Faisalabad: Inzamam-ul Haq, who has been advised “complete rest” for 48 hours, was in considerable discomfort till rather late on Sunday ' a day when he completed yet another Test hundred (his 25th).
That the Pakistan captain’s back was painful became evident when he spoke to The Telegraph at the Serena Hotel, shortly after an extended session with physio Darryn Lifson.
Clutching the troubled area as he got up from a well-cushioned chair, Inzamam said: “Complete rest for two days means I can’t field during this (second) Test. However, if my services are required, I’ll again bat...”
For now, the captaincy is with Younis Khan. In fact, after a late night development, there’s uncertainty over allrounder Shoaib Malik’s participation in the remainder of the Test, too. Malik’s father is seriously ill in Sialkot and he left around 10.45 pm.
“Malik took one of the vehicles from the car rental (at the hotel), but won’t reach Sialkot till about 2.45 am... We aren’t sure when he’s going to return,” a source pointed out.
Meanwhile, the report wasn’t available, but it’s confirmed Inzamam had an MRI during the day. Apparently, he has a “bulging disc” problem. One isn’t sure whether there’s a link, but the somewhat unprecedented cold wave in Punjab seems to have made it worse.
Unbeaten on 79 on the opening day (Saturday), Inzamam didn’t resume till after two wickets had fallen. Even when he did, a runner was needed. Of course, one of the tallest batsmen of the present era couldn’t be denied a hattrick of hundreds at the Iqbal Stadium.
It’s possible, though, that the 40 runs Inzamam added to reach 119 (251 minutes, 193 balls, 12x4) aggravated the troubled area. But, then, he couldn’t have been in the dressing room when the game plan was to bat just once. Pakistan totalled 588 with No. 9 Shoaib Akhtar contributing a spicy 47 off 54 deliveries (5x4, 3x6).

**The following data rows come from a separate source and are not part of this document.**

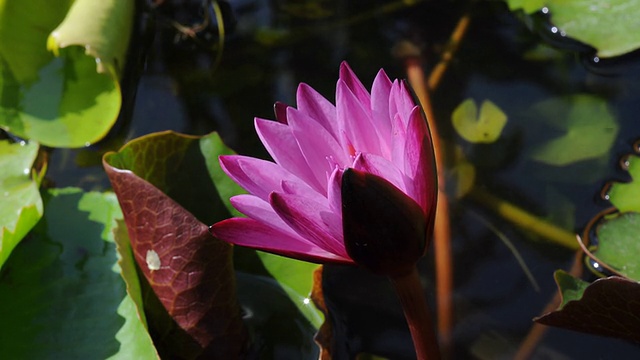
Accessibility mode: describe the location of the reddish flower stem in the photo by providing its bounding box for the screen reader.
[389,267,441,360]
[405,56,454,358]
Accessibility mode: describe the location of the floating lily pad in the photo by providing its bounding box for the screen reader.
[0,140,43,270]
[608,155,640,213]
[0,0,133,148]
[505,0,545,13]
[592,212,640,281]
[452,99,507,144]
[506,0,640,57]
[530,94,618,166]
[0,188,157,359]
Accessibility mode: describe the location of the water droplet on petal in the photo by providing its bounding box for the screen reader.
[541,7,549,14]
[551,26,558,34]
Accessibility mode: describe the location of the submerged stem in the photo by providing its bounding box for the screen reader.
[389,267,441,360]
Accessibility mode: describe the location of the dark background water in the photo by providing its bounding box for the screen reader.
[47,0,640,358]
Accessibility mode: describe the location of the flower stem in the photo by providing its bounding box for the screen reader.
[389,267,441,360]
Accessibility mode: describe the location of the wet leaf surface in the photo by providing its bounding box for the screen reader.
[0,0,132,147]
[0,188,157,359]
[536,270,640,343]
[103,131,247,357]
[591,212,640,281]
[505,0,640,57]
[0,140,43,269]
[608,155,640,213]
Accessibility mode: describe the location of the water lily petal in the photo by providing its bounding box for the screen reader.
[326,167,343,215]
[287,107,350,189]
[390,113,408,168]
[353,153,407,194]
[229,194,298,236]
[211,218,351,264]
[337,79,381,155]
[255,118,323,192]
[403,106,436,213]
[220,155,315,201]
[339,61,371,108]
[270,192,348,258]
[371,69,393,157]
[296,83,339,138]
[389,80,415,127]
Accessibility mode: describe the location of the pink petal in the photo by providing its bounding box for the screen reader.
[296,83,339,139]
[270,192,348,259]
[389,80,415,127]
[390,113,408,168]
[336,79,381,155]
[287,107,350,190]
[229,194,298,236]
[403,106,430,177]
[211,218,351,264]
[352,153,407,194]
[371,69,393,157]
[339,61,371,108]
[219,155,317,201]
[255,118,323,192]
[326,168,343,215]
[403,106,436,213]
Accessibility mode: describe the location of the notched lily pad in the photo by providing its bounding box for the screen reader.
[103,131,247,358]
[0,140,43,270]
[608,155,640,213]
[0,0,133,147]
[536,270,640,343]
[530,94,618,166]
[452,99,507,144]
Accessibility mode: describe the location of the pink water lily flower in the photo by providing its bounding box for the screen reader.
[210,62,437,267]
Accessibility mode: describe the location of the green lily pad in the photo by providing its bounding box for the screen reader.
[505,0,545,13]
[505,0,640,57]
[452,99,507,144]
[0,188,157,359]
[546,0,640,58]
[0,0,133,148]
[530,94,618,166]
[536,270,640,343]
[0,140,43,270]
[608,155,640,212]
[592,212,640,281]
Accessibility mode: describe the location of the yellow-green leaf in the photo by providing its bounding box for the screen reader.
[452,99,508,144]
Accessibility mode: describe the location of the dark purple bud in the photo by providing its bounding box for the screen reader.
[341,168,428,276]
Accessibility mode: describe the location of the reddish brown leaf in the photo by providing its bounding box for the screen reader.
[535,275,640,343]
[103,131,247,358]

The Indians have replied firmly ' 110 for the loss of Virender Sehwag, who couldn’t capitalise on a let-off from substitute Imran Farhat. Under pressure for not being able to restrict Pakistan even with five specialist bowlers, Rahul Dravid is on 46. With him is V.V.S. Laxman.
Earlier, despite Inzamam’s courageous effort, the cynosure was Shahid Afridi, who clobbered a career-best 156 from only 128 balls (205 minutes, 20x4, 6x6). The one-time enfant terrible of Pakistan cricket is making the Indians pay a terrible price.
Afridi has lots of time. Plenty of flair as well. And, unlike contemporaries who take guard in full battle gear (arm-guard, chest protector, outer thigh pad), Afridi is content with the helmet. Obviously, he trusts his quick eye.
Incidentally, the stadium was packed to capacity and there were thousands outside who rushed towards the gates each time there was a roar after an Afridi strike. Taken aback, the police made a series of lathicharges. That continued till Afridi got out, to Anil Kumble.
Speaking exclusively, Afridi maintained he wasn’t aware of the police action. “Nobody told me a thing... It’s nice that people see me as a crowd-puller... I suppose I’ve been one for some years...”
Asked (at an interaction with the Media) whether he’d changed his style, Afridi replied: “No... I’ve always been positive... However, cricket is changing... My intention is to keep the scoreboard ticking... At times, woh jaldi chalne lagta hai!”
Afridi accepted that the “body-language” in Indo-Pak face-offs was different. “There’s definitely a difference and it feels good to perform against India...” With scores of 103 and 156, in the ongoing series, he has done just that.